Make a printer-port EEPROM programmer and dongle

You can easily use a PC's printer port for serial-EEPROM programming. You can use a device-programmer circuit used to program the MicroWire serial EE-PROM 93CXX (Figure 1). The circuit is so simple that any further simplification seems impossible. This programmer circuit contains no microcontroller, as most device programmers do. It needs neither a separate power supply, or "wall-wart," nor a cable. When in use, it directly plugs into the PC's printer port. However, you still can use a cable if convenient—for PC printer ports behind the PC, for example. The circuit also requires neither a resistor nor a decoupling capacitor.
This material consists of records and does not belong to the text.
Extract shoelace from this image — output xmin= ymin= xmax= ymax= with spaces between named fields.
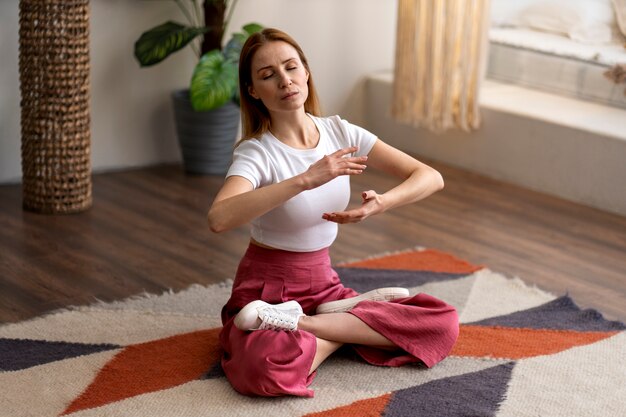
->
xmin=259 ymin=308 xmax=298 ymax=331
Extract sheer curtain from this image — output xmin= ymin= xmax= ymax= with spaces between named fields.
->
xmin=392 ymin=0 xmax=489 ymax=132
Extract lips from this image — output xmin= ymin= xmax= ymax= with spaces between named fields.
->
xmin=281 ymin=91 xmax=298 ymax=100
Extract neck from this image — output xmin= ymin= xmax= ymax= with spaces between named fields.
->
xmin=270 ymin=110 xmax=319 ymax=149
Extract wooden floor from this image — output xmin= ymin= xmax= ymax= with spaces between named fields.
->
xmin=0 ymin=163 xmax=626 ymax=322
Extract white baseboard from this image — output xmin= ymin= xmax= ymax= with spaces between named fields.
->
xmin=365 ymin=73 xmax=626 ymax=215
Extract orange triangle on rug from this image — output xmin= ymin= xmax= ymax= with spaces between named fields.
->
xmin=451 ymin=325 xmax=619 ymax=359
xmin=61 ymin=328 xmax=221 ymax=415
xmin=303 ymin=393 xmax=391 ymax=417
xmin=341 ymin=249 xmax=483 ymax=274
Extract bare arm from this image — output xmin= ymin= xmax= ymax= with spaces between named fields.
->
xmin=207 ymin=147 xmax=367 ymax=233
xmin=322 ymin=140 xmax=444 ymax=223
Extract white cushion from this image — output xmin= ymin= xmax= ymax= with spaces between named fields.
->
xmin=492 ymin=0 xmax=626 ymax=43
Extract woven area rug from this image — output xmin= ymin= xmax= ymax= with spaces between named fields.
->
xmin=0 ymin=249 xmax=626 ymax=417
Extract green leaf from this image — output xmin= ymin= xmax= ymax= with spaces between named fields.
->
xmin=189 ymin=49 xmax=238 ymax=111
xmin=135 ymin=21 xmax=208 ymax=67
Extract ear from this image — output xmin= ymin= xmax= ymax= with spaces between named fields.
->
xmin=248 ymin=85 xmax=259 ymax=100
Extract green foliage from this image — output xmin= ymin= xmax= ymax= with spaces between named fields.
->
xmin=135 ymin=21 xmax=208 ymax=67
xmin=134 ymin=1 xmax=263 ymax=111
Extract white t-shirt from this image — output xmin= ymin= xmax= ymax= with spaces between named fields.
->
xmin=226 ymin=115 xmax=376 ymax=252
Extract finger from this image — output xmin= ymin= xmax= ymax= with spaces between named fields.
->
xmin=361 ymin=190 xmax=376 ymax=201
xmin=331 ymin=146 xmax=359 ymax=157
xmin=322 ymin=210 xmax=363 ymax=224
These advantages come from the PC's printer-port resources and the architectural simplicity of the MicroWire serial EEPROM. The printer port comprises the 8-bit data, status, and control registers. Each register has its unique address. On the classic IBM PC, the data port serves solely for output, but the control port can serve as either input or output. The eight-pin, tiny, serial EEPROM consumes less than 1-mA current in the active state, and the printer port's data pin can supply a few milliamps, so this design uses D7 (Pin 9) as a power-supply pin. No decoupling capacitor is necessary in practice.

The MicroWire chip uses the CS (chip-select), SK (clock-signal), DI (data-input), and DO (data-output) pins to control its read/write operations. This design uses the chip-select signal from the reverse level of the control bit  (Pin 17). It also ties together pins DI and DO and connects them to the Control bit  (Pin 1), which can serve as input or output, thereby saving one pin. These selections caused no problems in practice. Because control Pin 1's logic is the reverse of the logic level on bit C0, the software must take care of the inversion. The MicroWire interface normally requires a pullup resistor on the DO pin, but such a resistor is already inside the PC, so it's unnecessary.

Once you settle on the hardware design, the main task is to write software. This task is not difficult. For many embedded-system-software engineers, it's routine and interesting. A freeware executable program, Pseep2.exe, is available for this purpose. A sample demo program, secret.bin, allows you to practice the programming. Click hereto download the software for this Design Idea. It handles only one MicroWire device—the popular 93C46's read/write operation as an example. Another important feature of this circuit is that, once you program the 93CXX device, the system becomes a primitive dongle. You can then use it as a hardware-protection device for your valuable software. Only you know whatever was programmed in the device.

When the protected software runs, it first checks whether the device is present at the printer port and whether the code matches what you programmed. If a match doesn't exist, the software refuses to continue and exits. The dongle is primitive, but it does illustrate the basic principle of dongle-protection technology. You can build the circuit using wire-wrapping or point-to-point soldering techniques on a solderless breadboard, in which case you'll need a cable, or with your own pc board. It's a one-evening project.